I like Andrew Bary's piece in Barron's on the merits of Leucadia National (symbol LUK in New York):
Run for 30 years by a secretive duo, Ian Cumming and Joseph Steinberg,
Leucadia has invested in a wide variety of stocks and a diverse group
of businesses. It has generated impressive returns and developed a
cult-like following among value-oriented investors who like its
investment style -- and results. Buffett is a fan of Leucadia, although
Berkshire doesn't own the stock. Leucadia's book value, which stood at
$23 a share on Sept. 30, is up from just 11 cents in 1979, an annual
growth rate of more than 20%.
Further down:
Fans argue that Leucadia is oversold, noting that it rarely has traded
below book in the past decade and in recent years typically has
commanded 1.5 to two times book. The stock could hit $30 in the next
year if the company's equity holdings turn around and if Steinberg and
Cumming take advantage of the current financial distress to display
their old stock-picking magic. Says one Leucadia holder: "I don't think
that they suddenly took stupid pills." Given market declines since
Sept. 30, Leucadia's book value has now probably fallen closer to $20 a
share.
Still more:
Steinberg and Cumming, who couldn't be reached for
comment, focus on minimizing Leucadia's tax bill. The company now has
$1.6 billion of deferred tax assets, indicating that it expects to
shield some $5 billion of future profits from federal income taxes.

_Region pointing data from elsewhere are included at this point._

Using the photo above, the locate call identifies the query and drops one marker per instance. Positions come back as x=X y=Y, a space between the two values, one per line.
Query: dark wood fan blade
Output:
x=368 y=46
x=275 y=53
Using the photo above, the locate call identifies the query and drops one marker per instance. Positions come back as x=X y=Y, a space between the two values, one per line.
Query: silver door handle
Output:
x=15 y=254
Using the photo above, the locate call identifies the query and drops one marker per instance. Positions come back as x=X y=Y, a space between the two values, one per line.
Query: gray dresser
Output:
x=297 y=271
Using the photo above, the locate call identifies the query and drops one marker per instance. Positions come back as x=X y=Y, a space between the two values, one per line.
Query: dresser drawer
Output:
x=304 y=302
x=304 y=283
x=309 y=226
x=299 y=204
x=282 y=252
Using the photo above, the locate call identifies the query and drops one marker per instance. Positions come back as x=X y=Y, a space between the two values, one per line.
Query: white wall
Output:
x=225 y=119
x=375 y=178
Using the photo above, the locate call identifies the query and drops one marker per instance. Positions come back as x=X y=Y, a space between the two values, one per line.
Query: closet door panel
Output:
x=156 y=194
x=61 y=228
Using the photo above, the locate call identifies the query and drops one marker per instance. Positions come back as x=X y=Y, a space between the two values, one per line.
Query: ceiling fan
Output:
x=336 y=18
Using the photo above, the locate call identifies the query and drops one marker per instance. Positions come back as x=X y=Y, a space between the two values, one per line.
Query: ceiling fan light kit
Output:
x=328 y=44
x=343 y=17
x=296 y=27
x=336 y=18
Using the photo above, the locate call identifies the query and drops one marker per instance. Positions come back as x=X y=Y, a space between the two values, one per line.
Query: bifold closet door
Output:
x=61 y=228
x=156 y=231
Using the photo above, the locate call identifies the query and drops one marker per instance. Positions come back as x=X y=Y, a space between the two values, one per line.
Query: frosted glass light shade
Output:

Strip out that tax asset to reflect no future gains, and estimated book
falls to around $14 a share. "That's a worst-case assumption. You're
not paying much above that for the stock," says a recent Leucadia
investor.
Book value also may be understated because of
conservative valuations for real estate and other assets the company
owns, plus a potentially lucrative agreement with Fortescue that pays
Leucadia 4% of net revenues from its Australian iron-ore mine for more
than a decade. The deal could produce more than $100 million of annual
profits for Leucadia, assuming ore prices don't collapse.
Smart management, strong balance sheet, stock price below book. Leucadia National is on my dance card of stocks to consider -- after more research. This is a company I've missed on several times over the years, like Capital Southwest (CSWC/NASDAQ). And seems a better buy than Barron's recent bullish piece on Berkshire Hathaway.
The problem is that LUK isn't worth 1.5 to 2 times book (IMO, of course). A collection of assets run by a couple of guys, no matter how talented, has another name: an investment fund. And those ought to sell for book.
Posted by: Dennis Mangan | December 08, 2008 at 08:04 AM
If you really think LUK is such a great deal, I urge you to read the Value Investor's Club write-up and associated comments (many of them are private, I wish I could send them to you, but there are rules for the club). LUK may actually be worth more along the lines of $5/share than $30...
Posted by: valueguy | December 08, 2008 at 09:20 AM
valueguy, you beat me to it. LUK is poorly positioned. the barron's article was an amazing superficial analysis
Posted by: 2L | December 08, 2008 at 11:25 AM
Dennis: Point taken, but might be worth considering if going for a decent discount to book.
valueguy & 2L: Perhaps I'll check out the club when time permits.
Posted by: CONTROLLED GREED.com | December 08, 2008 at 10:26 PM
The VIC member who posted the LUK short idea just destroyed the Barron's article.
"Such a blantant mistake . . ."
"This is terribly misleading . . ."
Posted by: 2L | December 09, 2008 at 12:28 PM
Might be a good idea for him to send a letter to Barron's, they often print letters from folks disagreeing with their articles.
Posted by: John | December 09, 2008 at 03:51 PM
No reason to send it. What would the point of VIC be then?
Posted by: 2L | December 09, 2008 at 04:43 PM
Didn't say to send the VIC piece to Barron's, just a letter arguing Bary's article. No big deal.